I recommend you read some of the referenced thread for your own knowledge, especially if you are going to make sweeping comments on the subject.
"It's never happened and I doubt it ever will."
Ever considered reading some history? 1918, for instance?
Actually, I think it would be smart and profitable to convince people that this "bird flu" will probably mutate into a computer "virus". Then I could get some geeks-for-hire to go around the country installing some super-duper "Windows Wiper" software designed to wipe the bird crap off computer monitor screens at startup.
I could get as rich as a generator salesman before Y2K.
Farrakahn is going to accuse the Administration of using the vaccine as cover to give the bird flu to black children.
What's the shelf life for Tamiflu? (Nothing worse than paying for a drug that expires before you need it.)
Good question..ok exp date 2008
In that case, purchasing Tamiflu seems like a prudent idea.
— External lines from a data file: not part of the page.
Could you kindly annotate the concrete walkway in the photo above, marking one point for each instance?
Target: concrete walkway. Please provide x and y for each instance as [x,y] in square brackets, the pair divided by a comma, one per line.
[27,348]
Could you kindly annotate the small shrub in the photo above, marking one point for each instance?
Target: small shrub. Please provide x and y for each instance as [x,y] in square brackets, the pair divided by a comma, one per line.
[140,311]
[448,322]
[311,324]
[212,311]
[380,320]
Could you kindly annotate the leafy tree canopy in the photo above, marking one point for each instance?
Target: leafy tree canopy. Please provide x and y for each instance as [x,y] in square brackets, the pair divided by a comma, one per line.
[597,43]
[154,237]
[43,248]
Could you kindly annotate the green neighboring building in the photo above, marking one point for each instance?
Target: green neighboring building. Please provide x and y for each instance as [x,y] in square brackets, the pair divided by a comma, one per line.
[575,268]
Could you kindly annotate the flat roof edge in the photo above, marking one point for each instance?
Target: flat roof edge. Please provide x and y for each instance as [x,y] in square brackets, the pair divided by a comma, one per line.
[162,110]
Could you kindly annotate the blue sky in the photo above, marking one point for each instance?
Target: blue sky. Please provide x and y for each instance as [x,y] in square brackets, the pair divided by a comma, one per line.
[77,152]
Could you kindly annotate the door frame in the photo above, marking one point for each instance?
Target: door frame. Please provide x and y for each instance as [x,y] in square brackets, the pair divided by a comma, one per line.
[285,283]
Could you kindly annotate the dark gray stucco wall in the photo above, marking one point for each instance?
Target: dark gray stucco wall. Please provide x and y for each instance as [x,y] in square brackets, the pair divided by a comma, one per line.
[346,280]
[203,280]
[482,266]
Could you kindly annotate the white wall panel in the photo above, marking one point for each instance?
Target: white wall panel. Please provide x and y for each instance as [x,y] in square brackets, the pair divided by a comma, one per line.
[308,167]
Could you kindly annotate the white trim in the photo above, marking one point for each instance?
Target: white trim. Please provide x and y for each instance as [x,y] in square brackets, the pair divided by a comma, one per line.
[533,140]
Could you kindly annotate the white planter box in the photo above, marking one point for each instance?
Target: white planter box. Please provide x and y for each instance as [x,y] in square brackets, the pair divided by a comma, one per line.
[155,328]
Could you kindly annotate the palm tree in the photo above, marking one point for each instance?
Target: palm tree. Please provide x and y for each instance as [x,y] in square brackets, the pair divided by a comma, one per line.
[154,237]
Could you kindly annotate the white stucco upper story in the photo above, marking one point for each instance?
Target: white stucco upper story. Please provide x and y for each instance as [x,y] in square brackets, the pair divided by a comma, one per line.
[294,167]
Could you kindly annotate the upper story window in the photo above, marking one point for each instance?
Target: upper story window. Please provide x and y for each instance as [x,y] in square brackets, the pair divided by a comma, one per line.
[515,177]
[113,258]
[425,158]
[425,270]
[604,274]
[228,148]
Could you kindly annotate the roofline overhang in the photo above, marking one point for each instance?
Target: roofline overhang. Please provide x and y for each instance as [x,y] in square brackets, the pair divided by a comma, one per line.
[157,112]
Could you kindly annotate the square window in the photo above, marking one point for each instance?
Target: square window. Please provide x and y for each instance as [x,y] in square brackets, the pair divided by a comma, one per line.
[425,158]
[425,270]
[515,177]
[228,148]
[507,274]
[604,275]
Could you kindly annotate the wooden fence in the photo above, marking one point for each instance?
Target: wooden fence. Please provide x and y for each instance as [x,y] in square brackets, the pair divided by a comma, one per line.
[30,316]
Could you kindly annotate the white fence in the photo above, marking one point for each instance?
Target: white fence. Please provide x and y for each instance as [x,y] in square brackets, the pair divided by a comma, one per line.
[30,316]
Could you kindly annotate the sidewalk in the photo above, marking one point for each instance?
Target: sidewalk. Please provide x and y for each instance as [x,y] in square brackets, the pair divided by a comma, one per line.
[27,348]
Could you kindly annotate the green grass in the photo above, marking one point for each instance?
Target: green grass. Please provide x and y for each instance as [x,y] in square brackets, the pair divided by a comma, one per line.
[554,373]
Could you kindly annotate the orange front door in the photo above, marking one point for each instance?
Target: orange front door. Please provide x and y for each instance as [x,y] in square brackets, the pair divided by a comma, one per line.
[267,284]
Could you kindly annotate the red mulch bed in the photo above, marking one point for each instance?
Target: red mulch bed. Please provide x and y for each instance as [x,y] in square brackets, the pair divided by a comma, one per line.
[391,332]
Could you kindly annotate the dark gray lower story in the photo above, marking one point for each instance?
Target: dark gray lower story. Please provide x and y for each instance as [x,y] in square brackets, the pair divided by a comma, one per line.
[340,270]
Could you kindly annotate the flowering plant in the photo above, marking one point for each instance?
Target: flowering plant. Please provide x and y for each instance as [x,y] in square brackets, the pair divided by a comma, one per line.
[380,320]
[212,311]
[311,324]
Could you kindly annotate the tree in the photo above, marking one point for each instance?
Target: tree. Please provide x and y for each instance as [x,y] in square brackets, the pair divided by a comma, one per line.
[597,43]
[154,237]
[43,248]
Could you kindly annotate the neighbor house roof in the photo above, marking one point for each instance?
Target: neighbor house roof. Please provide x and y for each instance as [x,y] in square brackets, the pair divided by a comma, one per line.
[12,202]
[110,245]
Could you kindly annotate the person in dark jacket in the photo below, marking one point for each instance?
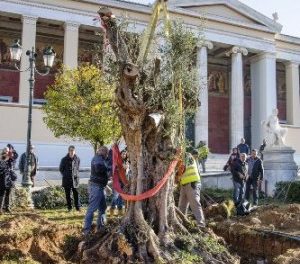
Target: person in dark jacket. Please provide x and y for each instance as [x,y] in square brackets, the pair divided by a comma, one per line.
[256,175]
[33,164]
[7,180]
[232,158]
[239,177]
[13,156]
[262,148]
[69,169]
[243,147]
[100,168]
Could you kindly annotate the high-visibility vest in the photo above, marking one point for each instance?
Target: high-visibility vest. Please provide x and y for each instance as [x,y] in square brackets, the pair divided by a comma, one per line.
[191,174]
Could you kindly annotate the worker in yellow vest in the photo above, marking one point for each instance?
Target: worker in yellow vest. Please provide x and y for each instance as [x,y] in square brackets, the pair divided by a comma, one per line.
[190,188]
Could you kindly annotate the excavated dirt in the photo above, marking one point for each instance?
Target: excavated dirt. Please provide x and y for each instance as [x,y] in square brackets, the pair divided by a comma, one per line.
[29,237]
[266,234]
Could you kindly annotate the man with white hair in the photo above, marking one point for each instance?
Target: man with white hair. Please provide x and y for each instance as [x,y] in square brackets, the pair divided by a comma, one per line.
[239,177]
[33,164]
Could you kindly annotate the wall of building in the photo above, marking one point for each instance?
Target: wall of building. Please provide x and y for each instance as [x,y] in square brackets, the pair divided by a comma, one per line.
[49,148]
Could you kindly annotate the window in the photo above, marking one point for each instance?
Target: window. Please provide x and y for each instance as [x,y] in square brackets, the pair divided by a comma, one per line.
[6,99]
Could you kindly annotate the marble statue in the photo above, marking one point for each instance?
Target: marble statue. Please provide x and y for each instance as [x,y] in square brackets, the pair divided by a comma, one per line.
[274,132]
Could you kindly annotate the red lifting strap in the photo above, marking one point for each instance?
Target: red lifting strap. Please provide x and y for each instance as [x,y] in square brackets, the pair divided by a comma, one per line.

I think I'll disuss this with my doctor. Unless your hubby is available to e-mail me a prescription. LOL (only kidding)
LOL I dont think he would..he does write for family but does exams and keeps a record!! Just in case!
Now if we just had some alcohol,opium and cocaine we could beat this thing!
Oh yea,smoke alot,that kills the germs;)
Yes, they are starting to. It has taken them months (years?) but they are finally recognizing it may be a serious threat. That's some sort of progress, I suppose?